Ознакомительная версия.
– Ты у нее сейчас? – спросила Джил.
– Прости, не могу говорить.
И Хуберт повесил трубку.
Джил присела возле дома, но на улице оказалось холоднее, чем она думала, и пришлось уйти внутрь. А в доме она принялась за уборку. Собрала надеванную одежду Хуберта, понесла к стиральной машине, по дороге вдохнула его запах и чуть успокоилась. Попыталась себе представить, каково это – вновь остаться в одиночестве. Еще несколько лет, и ей стукнет пятьдесят. Впервые у нее возникло чувство, что многого в жизни ей уже не успеть.
Пылесосила лестницу. У двери мастерской нерешительно остановилась. С тех пор как Хуберт там обосновался, Джил не переступала порога своей бывшей детской – не хотела ему мешать, ущемлять его в правах. Выключила пылесос, открыла дверь. Неожиданная тишина вселила в нее еще большую неуверенность, и такое возникло чувство, будто все молчание ее детства, выплеснувшись наружу, захлестнуло ее потоком. Джил чуть было не закрыла дверь, но потом все-таки вошла в комнату и уселась в потертое кресло, стоявшее в уголке. Комната осталась едва ли не такой же, какой она помнила ее с детства. Хуберт почти не оставил здесь следов, только освободил стол и сложил на полу стопками книги, тетради для заметок, альбомы для рисования. Лампа на потолке заливала все помещение слабым желтоватым светом. Джил подошла к письменному столу, открыла альбом, лежавший сверху. Взяла в руку карандаш, словно сама решила что-то нарисовать. Страницы альбома были заштрихованы карандашом. Иногда так густо, что на блестящей поверхности с трудом различались отдельные штрихи, однако при этом создавалось ощущение пространства. На других листах рисунки, казалось, не закончены: то ли фантастические пейзажи, то ли географические карты – череда заштрихованных пятен, устремляющихся в разные стороны, а при встрече образующих непонятные узоры. Джил никак не могла понять, что же это за рисунки – произведения искусства или беспомощные попытки убить время? Перелистывая страницы дальше, она вдруг поняла, что держит в руках тот самый блокнот с набросками, сделанными в ту ночь, когда Хуберт впервые остался у нее, а она позировала ему голышом. Может, он ничего дурного и не имел в виду, это ведь всего лишь наброски на скорую руку. Но ни один не сохранился в целости, создавалось даже впечатление, что Хуберт все их перечеркнул, а уж потом начал густо заштриховывать. И вдруг Джил окончательно поняла, что он никогда уже не вернется.
И сама взялась заштриховывать его рисунок – тот, где она стоит на коленях и держит руки за спиной, будто они связаны. Карандаш жесткий, она нашла другой. И перечеркнула всю картинку, будто похоронив свое беззащитное тело под слоем графита – ископаемые останки, которые никто и никогда не найдет.

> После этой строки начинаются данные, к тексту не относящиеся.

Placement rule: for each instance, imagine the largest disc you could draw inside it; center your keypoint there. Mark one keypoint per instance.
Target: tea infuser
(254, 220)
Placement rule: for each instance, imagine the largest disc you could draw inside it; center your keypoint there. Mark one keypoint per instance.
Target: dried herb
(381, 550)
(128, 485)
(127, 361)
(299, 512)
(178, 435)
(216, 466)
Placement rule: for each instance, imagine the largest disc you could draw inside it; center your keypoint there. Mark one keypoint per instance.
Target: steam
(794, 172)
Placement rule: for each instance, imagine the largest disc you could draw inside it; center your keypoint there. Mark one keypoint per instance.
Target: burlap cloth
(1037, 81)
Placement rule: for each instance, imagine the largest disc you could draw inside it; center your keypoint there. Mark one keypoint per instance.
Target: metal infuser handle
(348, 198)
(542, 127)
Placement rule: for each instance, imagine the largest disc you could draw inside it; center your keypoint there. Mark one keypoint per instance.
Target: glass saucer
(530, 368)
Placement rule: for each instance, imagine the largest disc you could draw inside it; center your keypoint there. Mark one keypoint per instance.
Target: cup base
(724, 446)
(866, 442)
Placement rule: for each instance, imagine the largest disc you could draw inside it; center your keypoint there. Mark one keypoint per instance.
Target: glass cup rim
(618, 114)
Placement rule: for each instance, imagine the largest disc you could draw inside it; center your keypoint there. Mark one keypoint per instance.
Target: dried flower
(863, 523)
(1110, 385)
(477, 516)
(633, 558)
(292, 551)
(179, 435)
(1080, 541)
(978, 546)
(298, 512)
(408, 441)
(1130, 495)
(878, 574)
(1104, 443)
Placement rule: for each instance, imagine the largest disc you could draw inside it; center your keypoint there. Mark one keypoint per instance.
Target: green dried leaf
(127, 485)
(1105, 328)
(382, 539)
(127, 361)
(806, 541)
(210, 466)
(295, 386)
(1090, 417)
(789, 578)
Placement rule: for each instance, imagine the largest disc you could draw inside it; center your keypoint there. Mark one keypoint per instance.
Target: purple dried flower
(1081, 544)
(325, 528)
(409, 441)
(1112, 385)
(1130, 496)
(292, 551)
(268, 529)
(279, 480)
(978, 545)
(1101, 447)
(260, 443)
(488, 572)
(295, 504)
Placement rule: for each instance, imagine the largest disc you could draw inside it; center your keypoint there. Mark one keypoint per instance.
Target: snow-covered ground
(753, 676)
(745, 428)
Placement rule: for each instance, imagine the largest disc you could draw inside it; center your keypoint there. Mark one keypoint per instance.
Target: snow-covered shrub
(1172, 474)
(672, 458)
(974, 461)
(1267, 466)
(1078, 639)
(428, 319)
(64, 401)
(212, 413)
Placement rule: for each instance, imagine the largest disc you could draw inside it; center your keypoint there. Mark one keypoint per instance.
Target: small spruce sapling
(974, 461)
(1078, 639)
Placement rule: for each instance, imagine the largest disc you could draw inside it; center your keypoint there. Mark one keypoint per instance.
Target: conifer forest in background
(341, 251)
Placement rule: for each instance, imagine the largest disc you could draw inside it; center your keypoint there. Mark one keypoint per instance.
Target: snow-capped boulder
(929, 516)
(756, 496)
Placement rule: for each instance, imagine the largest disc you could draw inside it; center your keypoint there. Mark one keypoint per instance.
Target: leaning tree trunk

* * *Время подошло к полуночи. Джил стянула чулки и босиком вышла из дома. Воздух холодный, а земля под ногами еще холоднее. Вот и дорога. Несколько лет назад через ущелье перекинули новый мост, но Джил выбрала тот же путь, что тогда. Дорога, ведущая вниз, в ущелье, перекрыта: весной сошел оползень со склона, теперь надо восстанавливать опорные стены. Джил перелезла через ограждение, прошла мимо строительных машин, замерших по обочинам, словно спящие звери. В некоторых комнатах культурного центра все еще горел свет, отель сверкал яркими огнями. Через лужайку она прошла к пристройке, где находился бассейн. Когда гостиницу присоединили к клубной сети, тут все переменилось. Заглянула в широкое окно, но ничего не сумела разглядеть, кроме мерцания переключателей света. Прислонилась спиной к холодному стеклу, загляделась на звездное небо. Наверное, кто-то открыл окно, потому что звуки музыки из отеля теперь доносились громче. Ага, сегодня опять на очереди капитан Джек Воробей и «Пираты Карибского моря». Джил мерзла. А ведь у нее в кабинете висит теплая куртка. Она обошла пристройку, вот главный вход.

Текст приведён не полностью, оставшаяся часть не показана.